According to Xclusiv, “despite the USTR’s proposal to impose port fees on Chinese vessels, the reality is that most shipowners already own Chinese-built vessels or are in the process of constructing new ones in Chinese yards. Chinese-built vessels currently make up 43% of the bulk carriers over 10,000 dwt, 23% of tankers over 10,000 dwt, 35% of container carriers over 5,000 dwt, and 15% of gas carriers over 3,000 dwt in the active fleet. If we focus on vessels aged 0-10 years, Chinese-built vessels represent 54%, 33%, 59%, and 21% in these segments, respectively. The total fleet of vessels under 10 years old has a 45% share of Chinese-built ships. This market dominance is unlikely to be significantly disrupted by the imposition of port fees or other regulatory pressures. The Chinese shipyards have made significant investments in expanding their production capacity, ensuring that they are well-positioned to meet the increasing demand for fleet renewal driven by environmental regulations and the need for more fuel-efficient ships.

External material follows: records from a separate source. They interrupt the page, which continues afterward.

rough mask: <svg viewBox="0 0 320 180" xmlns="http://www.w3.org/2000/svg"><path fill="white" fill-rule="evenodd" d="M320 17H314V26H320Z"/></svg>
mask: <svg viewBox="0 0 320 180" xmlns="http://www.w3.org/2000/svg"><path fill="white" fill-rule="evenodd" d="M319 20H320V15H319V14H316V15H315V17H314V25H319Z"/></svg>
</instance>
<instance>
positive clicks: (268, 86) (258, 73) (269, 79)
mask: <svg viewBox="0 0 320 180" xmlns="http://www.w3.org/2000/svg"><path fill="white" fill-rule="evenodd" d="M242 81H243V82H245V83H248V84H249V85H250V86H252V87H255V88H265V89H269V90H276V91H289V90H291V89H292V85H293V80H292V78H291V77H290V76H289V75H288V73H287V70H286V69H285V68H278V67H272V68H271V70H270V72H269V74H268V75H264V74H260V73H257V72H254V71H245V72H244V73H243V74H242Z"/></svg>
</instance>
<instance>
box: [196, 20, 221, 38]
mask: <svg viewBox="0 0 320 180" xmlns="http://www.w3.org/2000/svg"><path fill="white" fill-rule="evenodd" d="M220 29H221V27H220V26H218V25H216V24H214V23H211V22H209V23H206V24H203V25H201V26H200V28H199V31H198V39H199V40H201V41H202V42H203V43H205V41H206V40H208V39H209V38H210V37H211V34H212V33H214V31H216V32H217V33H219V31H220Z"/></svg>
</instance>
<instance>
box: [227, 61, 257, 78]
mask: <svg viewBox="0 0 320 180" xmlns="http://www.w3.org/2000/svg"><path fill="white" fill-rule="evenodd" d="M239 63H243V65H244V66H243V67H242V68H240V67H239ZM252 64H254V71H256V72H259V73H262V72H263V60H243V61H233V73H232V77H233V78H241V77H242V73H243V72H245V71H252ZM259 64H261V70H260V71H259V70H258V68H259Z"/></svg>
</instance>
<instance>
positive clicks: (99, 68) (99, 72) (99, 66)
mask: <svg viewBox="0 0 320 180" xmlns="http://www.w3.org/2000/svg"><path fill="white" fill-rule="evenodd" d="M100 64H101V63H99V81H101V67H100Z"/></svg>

Furthermore, some Japanese and South Korean shipyards have even partnered with Chinese yards, sharing designs and technical know-how to improve construction processes and maintain competitiveness in the market. If the USTR’s proposal moves forward, it is likely to create significant disruptions in the global shipping market, particularly in the tanker and container vessel segments, by leading to higher freight rates, which could fuel inflation and raise logistical costs for U.S. businesses. Moreover, many shipowners may avoid U.S. ports altogether to bypass the added costs, potentially leading to an imbalance in vessel supply and demand. This could strain global shipping capacity and result in higher costs for U.S. trade, undermining the U.S. government’s goals of boosting domestic production and strengthening exports”.

Source: Xclusiv
“This disruption could have long-term implications for global supply chains. The Chinese shipbuilding industry is a critical component of the global logistics infrastructure, and any disruption to the flow of Chinese-built vessels could have cascading effects on supply chains, leading to less efficient global trade. This could ultimately hurt U.S. businesses, which rely on affordable and efficient shipping to remain competitive in the global marketplace”, the shipbroker concluded.